Was cannabis to blame for death of buried-alive Immingham Docks worker?
A DOCK WORKER was buried alive by an avalanche of coal – but an inquest heard how the accident could have been caused by high levels of cannabis in his body.
Timothy Mark Elton, 28, was unable to breathe after being buried while working on the MV Excalibur at Immingham Docks, a jury heard during an inquest at Cleethorpes Town Hall.
Consultant pathologist Dr Patricia Parsons said a post mortem examination revealed he had been killed by asphyxiation on January 27 last year – adding that the accident could have been caused by the high levels of cannabis found in his body.
She explained it may have affected his cognitive and motor functional skills, in other words, movement and his ability to make rational decisions.
A statement read in court from chemical pathologist Dr Davison said that the high levels suggested father-of-two Mr Elton had smoked cannabis within an hour of the incident.
The inquest was also told that superiors spotted him in "a dangerous position" – yet ordered machinery work to continue.

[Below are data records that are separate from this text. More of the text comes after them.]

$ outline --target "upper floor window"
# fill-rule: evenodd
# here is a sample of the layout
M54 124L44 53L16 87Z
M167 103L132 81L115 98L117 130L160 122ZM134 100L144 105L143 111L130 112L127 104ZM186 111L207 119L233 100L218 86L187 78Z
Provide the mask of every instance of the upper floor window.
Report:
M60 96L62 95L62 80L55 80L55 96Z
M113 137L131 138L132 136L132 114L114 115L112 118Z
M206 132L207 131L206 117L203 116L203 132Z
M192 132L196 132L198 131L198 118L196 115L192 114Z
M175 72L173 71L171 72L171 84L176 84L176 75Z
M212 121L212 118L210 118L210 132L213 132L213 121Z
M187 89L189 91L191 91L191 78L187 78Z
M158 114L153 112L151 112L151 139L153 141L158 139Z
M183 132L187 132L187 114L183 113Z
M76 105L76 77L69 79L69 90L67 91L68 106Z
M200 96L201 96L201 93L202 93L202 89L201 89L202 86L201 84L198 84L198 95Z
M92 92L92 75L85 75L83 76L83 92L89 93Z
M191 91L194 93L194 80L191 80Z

Gordon Exall, representing Mr Elton's family, argued that it "would have been sensible" for the superiors to have stopped the crane – which witnesses claimed caused the avalanche.
Mr Elton had been working with friend and colleague Gordon Burns as a trimmer for an agency, preparing the hold to be unloaded by a crane and grab.
Fiancee Emma Everitt told coroner Paul Kelly that he kissed her goodbye before leaving their home in Oakham Walk, Immingham, with Mr Burns, who he often shared a taxi to work with.
The pair spent the morning working in a number of the ship's seven holds before breaking for lunch and returning to work in hold one, at the front of the ship, in the afternoon.
Mr Burns told the inquest that the foreman asked them to clear the ladders into the hold so they could prepare for a 360-degree digger to be delivered by the crane, which would move the coal so it was accessible to the grab.
Grimsby and Immingham Stevedoors hatchman Michael Graham Smith – whose job it is to direct the crane – told the inquest he watched the pair coming down into the hold from a ladder platform underneath them.
Mr Elton had been clearing coal from the ladder shortly before the avalanche, and suggested he should jump down to the bottom of the coal pile to prepare for a digger to be delivered into the hold.
Mr Smith claimed he specifically told him not to, yet moments later he jumped 10-12 metres to the bottom of the slope of coal – although Mr Exall disputed this, claiming he could easily have slipped and pointing out that Mr Smith didn't mention the conversation when initially questioned by the coroner.
When Mr Elton landed at the bottom of the pile, Mr Smith told the inquest he immediately contacted the crane driver, Andrew Ridlington, to stop – as the grab was about to come down directly on him.
Mr Smith said he then directed the crane to pick up coal from a different area, saying it was not uncommon for cranes to be working while trimmers were in the hold.
However, an avalanche of coal then fell on Mr Elton, which Mr Burns claimed was caused by the grab hitting the coal load in a different area, making "the whole ship vibrate".
Associated British Ports (ABP) crane driver Mr Ridlington told the inquest he spotted Mr Elton in the hold and stopped the crane immediately until he was told by Mr Smith to recommence in a different area.
He agreed with Toby Riley-Smith, representing ABP, that his instinct was to stop working but he relied on the judgement of hatchman Mr Smith as his "eyes and ears on the ground" – who directed him to continue working.
Richard Revill, who trains staff at the port, said that Mr Smith was "a very good hatchman" but agreed with Mr Exall's suggestion that it would have been "sensible" to stop working in the hold while Mr Elton was in "a dangerous position".
He also admitted that the port had been issued a notice to improve by the Health and Safety Executive since the accident, and trimmers now wear safety lines.
Mr Burns, who claimed to have spent the whole day with Mr Elton, said that they left the ship between 11.30am and 12.30pm to get food but said they did not take cannabis.
However, he later admitted to having since been dismissed by the agency he worked for with Mr Elton because of drug use, after being pressed by Neil Cameron, representing Grimsby and Immingham Stevedores.
Miss Everitt, Mr Elton's partner of 10 years, was "shocked" to discover he was still using cannabis after giving him an ultimatum at Christmas 2008 and believing him to have stopped.
She also said she had talked to her partner at 12.47pm that day – less than an hour before the accident – and he told her he was looking forward to "a fun-filled weekend with the kids".
Miss Everitt learned of her fiance's death when someone phoned their house that day, asking when the funeral was.
"I went into panic mode but didn't find out officially until policemen came to my house at about 5pm," she added.
The inquest will continue tomorrow when the jury hears from Carol Downes MBE, Health and Safety Executive inspector, before considering a verdict.